Detailed Description

It has been found that the desired signal and the interfering signal generally originate from different spatial locations. Thus, beamforming techniques may be used to improve signal-to-noise ratio in audio applications. Common beamforming techniques include delay and sum techniques, adaptive Finite Impulse Response (FIR) filtering techniques using algorithms such as Griffiths-Jim algorithms, and techniques based on modeling of the human binaural auditory system.

The beamformer may be classified as data independent or statistically optimal based on the manner in which the weights are selected. The weights in the data independent beamformer are independent of the array data and are selected to present a specified response for all signal/interference scenarios. The statistically optimal beamformer selects weights based on statistics of the data to optimize the beamformer response. Data statistics are typically unknown and may change over time, so adaptive algorithms are used to obtain weights that converge to a statistically optimal solution. Computational considerations require the use of a partially adaptive beamformer with an array of a large number of sensors. Many different approaches have been proposed to achieve an optimal beamformer. Typically, the statistically optimal beamformer places nulls in the direction of the interferer in an attempt to maximize the signal-to-noise ratio at the beamformer output.

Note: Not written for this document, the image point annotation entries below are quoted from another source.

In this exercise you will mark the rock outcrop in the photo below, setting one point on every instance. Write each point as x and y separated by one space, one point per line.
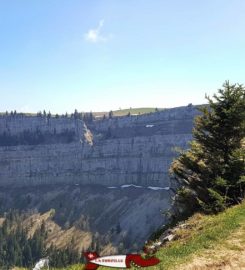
107 177
121 150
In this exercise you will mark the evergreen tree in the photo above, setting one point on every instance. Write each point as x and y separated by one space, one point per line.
211 172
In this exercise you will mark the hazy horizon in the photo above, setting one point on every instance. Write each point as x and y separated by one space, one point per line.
105 55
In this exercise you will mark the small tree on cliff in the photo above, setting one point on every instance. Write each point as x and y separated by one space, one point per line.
211 172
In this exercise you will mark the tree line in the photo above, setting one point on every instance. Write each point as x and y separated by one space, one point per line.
210 175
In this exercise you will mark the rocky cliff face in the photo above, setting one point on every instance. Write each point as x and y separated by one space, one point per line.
107 178
110 152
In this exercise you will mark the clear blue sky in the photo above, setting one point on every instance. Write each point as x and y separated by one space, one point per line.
99 55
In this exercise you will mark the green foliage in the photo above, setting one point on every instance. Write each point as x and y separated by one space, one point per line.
206 233
211 173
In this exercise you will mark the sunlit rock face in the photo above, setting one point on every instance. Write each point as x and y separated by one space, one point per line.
132 149
103 173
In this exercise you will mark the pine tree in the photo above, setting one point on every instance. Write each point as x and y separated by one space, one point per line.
211 172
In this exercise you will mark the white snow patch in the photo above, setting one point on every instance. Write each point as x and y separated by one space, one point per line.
130 185
158 188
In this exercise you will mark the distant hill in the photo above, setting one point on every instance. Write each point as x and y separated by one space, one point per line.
132 111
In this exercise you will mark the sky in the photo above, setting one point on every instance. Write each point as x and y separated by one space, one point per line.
102 55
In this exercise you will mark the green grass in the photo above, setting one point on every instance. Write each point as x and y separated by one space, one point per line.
204 232
211 230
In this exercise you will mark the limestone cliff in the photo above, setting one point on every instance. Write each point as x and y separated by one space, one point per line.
111 152
106 177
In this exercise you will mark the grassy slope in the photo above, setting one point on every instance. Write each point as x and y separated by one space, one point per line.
202 234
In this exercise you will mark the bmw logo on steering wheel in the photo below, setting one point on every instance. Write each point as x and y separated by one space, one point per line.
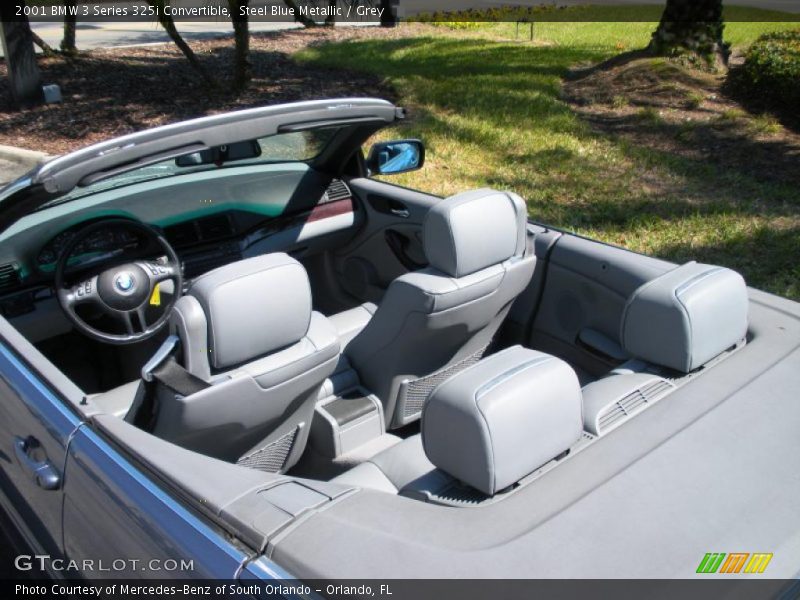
124 282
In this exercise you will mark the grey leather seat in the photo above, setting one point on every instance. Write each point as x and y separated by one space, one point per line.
685 317
248 329
487 427
434 322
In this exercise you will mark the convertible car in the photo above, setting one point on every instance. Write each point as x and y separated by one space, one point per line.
230 342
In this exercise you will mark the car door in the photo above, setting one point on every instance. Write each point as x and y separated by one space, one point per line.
35 428
390 244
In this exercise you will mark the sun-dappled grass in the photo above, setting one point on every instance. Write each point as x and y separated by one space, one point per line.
490 111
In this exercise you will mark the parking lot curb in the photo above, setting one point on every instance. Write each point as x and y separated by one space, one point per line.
27 158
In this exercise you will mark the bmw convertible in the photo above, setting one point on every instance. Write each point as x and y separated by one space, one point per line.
232 344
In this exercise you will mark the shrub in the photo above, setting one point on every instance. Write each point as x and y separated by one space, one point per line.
772 68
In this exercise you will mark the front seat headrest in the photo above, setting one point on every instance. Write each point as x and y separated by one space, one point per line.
685 317
252 307
474 230
502 418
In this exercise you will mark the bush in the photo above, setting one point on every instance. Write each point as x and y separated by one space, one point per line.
772 68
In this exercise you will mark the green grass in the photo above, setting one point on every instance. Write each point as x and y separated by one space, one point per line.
489 110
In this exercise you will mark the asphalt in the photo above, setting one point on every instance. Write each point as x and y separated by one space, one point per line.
17 161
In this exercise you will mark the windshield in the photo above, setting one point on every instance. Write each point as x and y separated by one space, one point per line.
294 146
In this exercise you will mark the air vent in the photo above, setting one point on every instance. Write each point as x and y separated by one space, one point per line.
9 276
183 234
214 228
337 190
631 403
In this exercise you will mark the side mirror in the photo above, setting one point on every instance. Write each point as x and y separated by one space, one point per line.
397 156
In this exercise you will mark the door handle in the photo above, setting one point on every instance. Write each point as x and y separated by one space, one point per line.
42 472
398 244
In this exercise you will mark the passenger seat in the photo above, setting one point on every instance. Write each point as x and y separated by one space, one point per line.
434 322
672 326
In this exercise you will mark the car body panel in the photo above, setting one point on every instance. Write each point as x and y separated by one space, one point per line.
29 410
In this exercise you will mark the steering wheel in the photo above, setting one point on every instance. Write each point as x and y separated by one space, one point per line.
122 291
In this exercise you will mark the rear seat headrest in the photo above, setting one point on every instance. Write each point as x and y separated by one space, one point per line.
474 230
502 418
685 317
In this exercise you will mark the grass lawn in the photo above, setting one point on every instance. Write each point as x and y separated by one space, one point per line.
490 110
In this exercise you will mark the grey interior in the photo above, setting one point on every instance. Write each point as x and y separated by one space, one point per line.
398 385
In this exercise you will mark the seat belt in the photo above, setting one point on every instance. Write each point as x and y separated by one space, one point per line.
174 377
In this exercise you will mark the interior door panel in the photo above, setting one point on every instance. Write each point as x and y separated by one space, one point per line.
390 243
588 284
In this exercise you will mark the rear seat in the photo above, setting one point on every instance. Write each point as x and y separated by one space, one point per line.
488 427
672 325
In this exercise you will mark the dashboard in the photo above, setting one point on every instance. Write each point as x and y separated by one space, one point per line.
108 241
215 234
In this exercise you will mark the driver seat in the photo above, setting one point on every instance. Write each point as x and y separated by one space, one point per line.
249 337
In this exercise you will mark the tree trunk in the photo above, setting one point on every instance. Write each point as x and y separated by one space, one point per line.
241 37
168 23
691 26
70 20
388 17
23 73
47 49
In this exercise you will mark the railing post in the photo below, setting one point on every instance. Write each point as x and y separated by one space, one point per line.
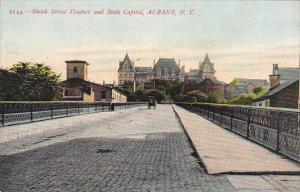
51 111
2 117
213 110
78 108
67 112
221 115
248 123
31 113
278 134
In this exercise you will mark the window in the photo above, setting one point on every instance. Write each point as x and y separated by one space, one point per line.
103 95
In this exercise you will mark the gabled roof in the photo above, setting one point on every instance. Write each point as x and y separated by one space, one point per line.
164 63
143 69
126 60
215 81
76 61
288 73
277 89
206 59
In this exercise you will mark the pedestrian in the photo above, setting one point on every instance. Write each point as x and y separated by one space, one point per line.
112 105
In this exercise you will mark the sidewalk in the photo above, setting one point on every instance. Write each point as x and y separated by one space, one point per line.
224 152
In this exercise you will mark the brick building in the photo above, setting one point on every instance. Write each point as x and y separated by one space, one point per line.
206 86
283 93
164 68
78 88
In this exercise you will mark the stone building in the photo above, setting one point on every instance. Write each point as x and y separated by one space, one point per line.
286 73
164 68
205 70
206 86
126 71
284 95
78 88
284 89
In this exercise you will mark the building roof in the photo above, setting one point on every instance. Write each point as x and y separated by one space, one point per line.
76 61
288 73
206 59
81 81
164 63
277 89
128 61
215 81
256 82
143 69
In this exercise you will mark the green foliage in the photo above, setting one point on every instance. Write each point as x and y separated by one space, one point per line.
195 96
259 91
128 92
214 98
234 81
30 82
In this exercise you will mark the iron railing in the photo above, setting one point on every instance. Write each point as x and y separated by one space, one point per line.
12 113
275 128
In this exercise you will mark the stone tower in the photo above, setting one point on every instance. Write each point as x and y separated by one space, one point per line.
206 68
126 70
77 69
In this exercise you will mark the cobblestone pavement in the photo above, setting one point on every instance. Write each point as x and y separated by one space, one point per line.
138 150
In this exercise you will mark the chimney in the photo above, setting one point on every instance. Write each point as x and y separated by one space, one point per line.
275 77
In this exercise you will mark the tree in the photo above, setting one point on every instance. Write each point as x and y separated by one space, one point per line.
214 97
195 96
31 82
128 92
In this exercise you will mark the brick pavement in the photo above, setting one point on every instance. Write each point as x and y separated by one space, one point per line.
144 150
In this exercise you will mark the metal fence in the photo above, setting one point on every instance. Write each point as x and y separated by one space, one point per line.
12 113
277 129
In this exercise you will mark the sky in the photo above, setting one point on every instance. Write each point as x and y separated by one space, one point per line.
242 38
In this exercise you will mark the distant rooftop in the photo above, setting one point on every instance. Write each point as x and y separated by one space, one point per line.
288 73
76 61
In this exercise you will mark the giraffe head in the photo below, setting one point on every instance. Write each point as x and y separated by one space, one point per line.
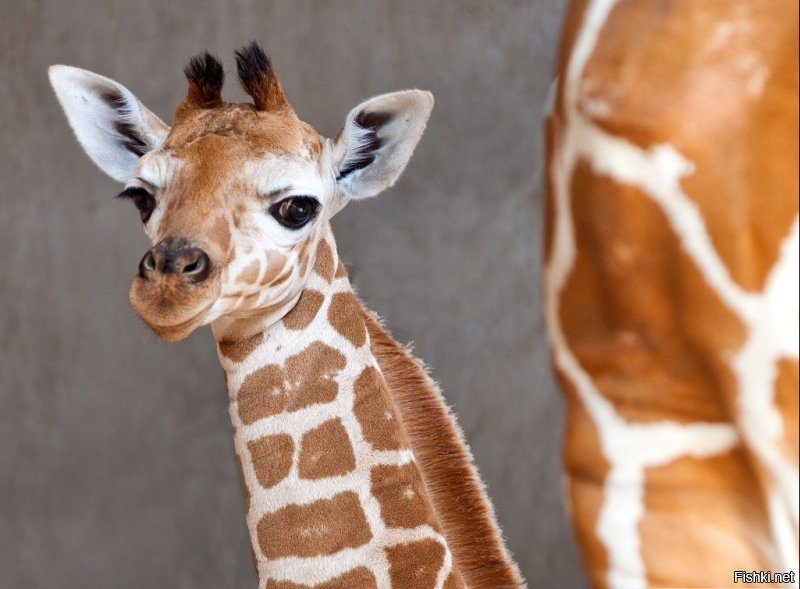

In many applications, the desired signal may have an unknown strength and may not always be present. In such cases, it is not possible to properly estimate the signal and noise covariance matrix in the maximum signal-to-noise ratio (SNR). Lack of knowledge about the desired signal may prevent the utilization of the reference signal approach. These limitations can be overcome by applying linear constraints to the weighting vectors. The use of linear constraints is a very versatile approach that allows for a wide control of the adaptive response of the beamformer. There is no generic linear constraint design approach and in many applications a combination of different types of constraint techniques may be effective. However, attempting to find a single best mode or a combination of different modes of designing linear constraints may limit the use of techniques that rely on linear constraint designs for beamforming applications.

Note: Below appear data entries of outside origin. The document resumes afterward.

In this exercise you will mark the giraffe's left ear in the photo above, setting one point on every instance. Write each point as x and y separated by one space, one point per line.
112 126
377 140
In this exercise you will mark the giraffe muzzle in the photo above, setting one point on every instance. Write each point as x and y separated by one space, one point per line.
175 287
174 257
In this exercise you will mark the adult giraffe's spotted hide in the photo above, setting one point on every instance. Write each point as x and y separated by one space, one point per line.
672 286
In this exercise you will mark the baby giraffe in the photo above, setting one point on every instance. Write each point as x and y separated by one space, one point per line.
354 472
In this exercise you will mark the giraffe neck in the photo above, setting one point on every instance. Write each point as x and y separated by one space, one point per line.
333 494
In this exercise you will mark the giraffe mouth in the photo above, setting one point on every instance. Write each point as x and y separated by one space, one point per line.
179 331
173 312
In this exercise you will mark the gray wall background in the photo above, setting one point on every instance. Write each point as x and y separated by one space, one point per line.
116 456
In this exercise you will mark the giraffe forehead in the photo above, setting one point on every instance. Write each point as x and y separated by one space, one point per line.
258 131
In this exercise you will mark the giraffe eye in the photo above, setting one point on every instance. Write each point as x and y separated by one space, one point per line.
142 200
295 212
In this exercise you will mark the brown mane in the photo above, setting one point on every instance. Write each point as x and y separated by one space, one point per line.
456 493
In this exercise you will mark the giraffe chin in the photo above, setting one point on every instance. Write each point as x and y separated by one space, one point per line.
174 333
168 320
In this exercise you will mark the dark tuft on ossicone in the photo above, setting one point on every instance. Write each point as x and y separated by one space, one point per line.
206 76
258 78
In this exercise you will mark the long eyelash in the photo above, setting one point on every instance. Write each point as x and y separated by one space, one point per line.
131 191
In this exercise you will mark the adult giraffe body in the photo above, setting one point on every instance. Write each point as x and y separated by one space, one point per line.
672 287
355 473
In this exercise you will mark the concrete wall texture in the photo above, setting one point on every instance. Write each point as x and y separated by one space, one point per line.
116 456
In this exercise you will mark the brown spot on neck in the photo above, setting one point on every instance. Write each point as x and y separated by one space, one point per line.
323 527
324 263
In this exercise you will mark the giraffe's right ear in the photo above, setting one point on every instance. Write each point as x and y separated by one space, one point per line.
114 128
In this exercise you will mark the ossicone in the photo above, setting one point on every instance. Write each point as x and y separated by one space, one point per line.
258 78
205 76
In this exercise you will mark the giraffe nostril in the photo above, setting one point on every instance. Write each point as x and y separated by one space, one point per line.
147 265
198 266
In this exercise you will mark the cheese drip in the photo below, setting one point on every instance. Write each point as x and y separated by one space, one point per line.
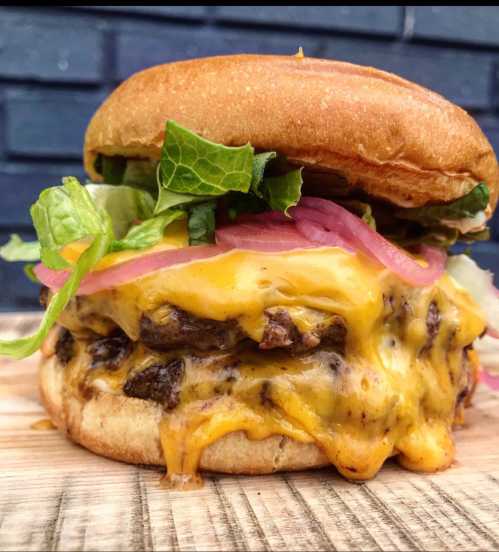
394 395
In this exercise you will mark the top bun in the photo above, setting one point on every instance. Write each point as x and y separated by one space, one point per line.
395 139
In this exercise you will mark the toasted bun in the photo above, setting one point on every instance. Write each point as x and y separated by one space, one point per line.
393 138
102 424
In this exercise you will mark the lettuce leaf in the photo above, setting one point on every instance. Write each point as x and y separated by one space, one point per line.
201 223
124 204
190 164
361 209
146 234
62 215
464 207
260 162
283 192
168 200
16 249
25 346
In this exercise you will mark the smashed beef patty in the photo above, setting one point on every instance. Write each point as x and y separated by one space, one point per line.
169 327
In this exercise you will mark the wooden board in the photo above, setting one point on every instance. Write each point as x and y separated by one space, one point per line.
57 496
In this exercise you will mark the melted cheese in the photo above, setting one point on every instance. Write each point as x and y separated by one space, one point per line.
390 399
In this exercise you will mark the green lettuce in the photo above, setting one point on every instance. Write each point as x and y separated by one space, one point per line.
146 234
124 204
190 164
16 249
201 223
29 271
464 207
55 216
283 192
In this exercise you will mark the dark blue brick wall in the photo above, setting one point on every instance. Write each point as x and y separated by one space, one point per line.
57 64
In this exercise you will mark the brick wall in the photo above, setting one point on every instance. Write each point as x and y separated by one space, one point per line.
57 64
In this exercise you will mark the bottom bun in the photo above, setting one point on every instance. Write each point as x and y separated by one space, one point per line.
127 429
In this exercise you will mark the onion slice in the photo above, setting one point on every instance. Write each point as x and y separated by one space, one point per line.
361 236
128 270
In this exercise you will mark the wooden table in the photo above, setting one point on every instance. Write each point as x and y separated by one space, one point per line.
57 496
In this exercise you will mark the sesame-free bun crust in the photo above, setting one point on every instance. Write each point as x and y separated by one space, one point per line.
395 139
127 429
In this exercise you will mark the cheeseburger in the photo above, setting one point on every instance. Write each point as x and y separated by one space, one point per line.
256 275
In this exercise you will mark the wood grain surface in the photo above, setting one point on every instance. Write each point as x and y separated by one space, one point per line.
55 495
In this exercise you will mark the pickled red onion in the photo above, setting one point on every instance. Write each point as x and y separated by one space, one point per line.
362 237
128 270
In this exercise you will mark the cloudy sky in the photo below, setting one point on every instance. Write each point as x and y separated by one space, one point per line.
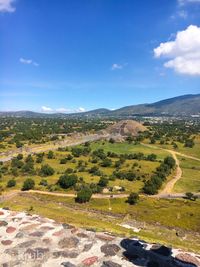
77 55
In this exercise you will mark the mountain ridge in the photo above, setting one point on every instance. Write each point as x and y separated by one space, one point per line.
184 105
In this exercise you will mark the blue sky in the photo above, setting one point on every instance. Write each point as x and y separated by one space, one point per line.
72 55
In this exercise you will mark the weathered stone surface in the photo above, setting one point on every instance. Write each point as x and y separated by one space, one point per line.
46 228
11 252
37 253
19 235
82 248
153 264
26 244
162 250
65 254
3 223
90 261
58 233
87 247
68 264
110 249
67 226
82 235
68 242
29 227
105 237
110 264
6 242
47 241
187 258
10 230
37 234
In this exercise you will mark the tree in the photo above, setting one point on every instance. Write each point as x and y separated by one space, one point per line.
50 155
189 143
129 139
66 181
151 157
106 162
84 195
11 183
63 161
46 170
103 182
170 161
20 156
111 140
28 184
43 182
190 196
133 198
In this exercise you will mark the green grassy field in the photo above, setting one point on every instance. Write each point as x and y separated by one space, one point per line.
190 180
161 219
124 147
144 168
194 151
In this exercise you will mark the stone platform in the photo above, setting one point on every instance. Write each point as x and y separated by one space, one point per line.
34 241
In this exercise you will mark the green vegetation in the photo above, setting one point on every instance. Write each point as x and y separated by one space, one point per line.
159 218
84 195
133 198
190 180
28 184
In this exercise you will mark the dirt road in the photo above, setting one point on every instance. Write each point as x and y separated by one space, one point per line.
170 185
6 156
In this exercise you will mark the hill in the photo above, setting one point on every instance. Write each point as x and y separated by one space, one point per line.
185 105
126 128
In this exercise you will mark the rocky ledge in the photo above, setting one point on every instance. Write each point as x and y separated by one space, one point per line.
34 241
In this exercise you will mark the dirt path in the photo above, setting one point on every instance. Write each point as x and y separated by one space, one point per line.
10 195
7 156
170 185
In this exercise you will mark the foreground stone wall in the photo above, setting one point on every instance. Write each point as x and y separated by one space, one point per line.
33 241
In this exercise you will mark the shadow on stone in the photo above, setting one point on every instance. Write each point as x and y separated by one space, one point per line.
157 255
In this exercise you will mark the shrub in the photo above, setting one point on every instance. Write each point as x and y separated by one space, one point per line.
66 181
43 182
63 161
103 182
11 183
46 170
84 195
50 155
28 184
133 198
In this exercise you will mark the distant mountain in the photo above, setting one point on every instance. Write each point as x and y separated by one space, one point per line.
185 105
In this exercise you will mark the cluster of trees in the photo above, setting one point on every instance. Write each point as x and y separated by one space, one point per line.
152 186
172 132
38 130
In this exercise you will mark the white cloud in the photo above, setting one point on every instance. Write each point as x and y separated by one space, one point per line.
63 110
183 52
183 14
46 109
6 6
184 2
28 61
116 66
80 109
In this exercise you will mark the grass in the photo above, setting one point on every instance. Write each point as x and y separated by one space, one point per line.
161 218
144 169
194 151
190 180
122 148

Generalized Sidelobe Canceller (GSC) technology proposes an alternative solution for addressing the drawbacks associated with linear constraint design techniques for beamforming applications. In essence, GSC is a mechanism for changing constrained minimization problems to unconstrained forms. GSC leaves the desired signal from one direction undistorted while suppressing the undesired signal radiated from the other direction. However, GSCs use a dual path structure; a desired signal path for implementing a fixed beamformer pointing in the direction of the desired signal; and adaptively generating an undesired signal path of an ideally pure noise estimate, the ideally pure noise estimate subtracted from the output signal of the fixed beamformer to increase its signal-to-noise ratio (SNR) by suppressing the noise.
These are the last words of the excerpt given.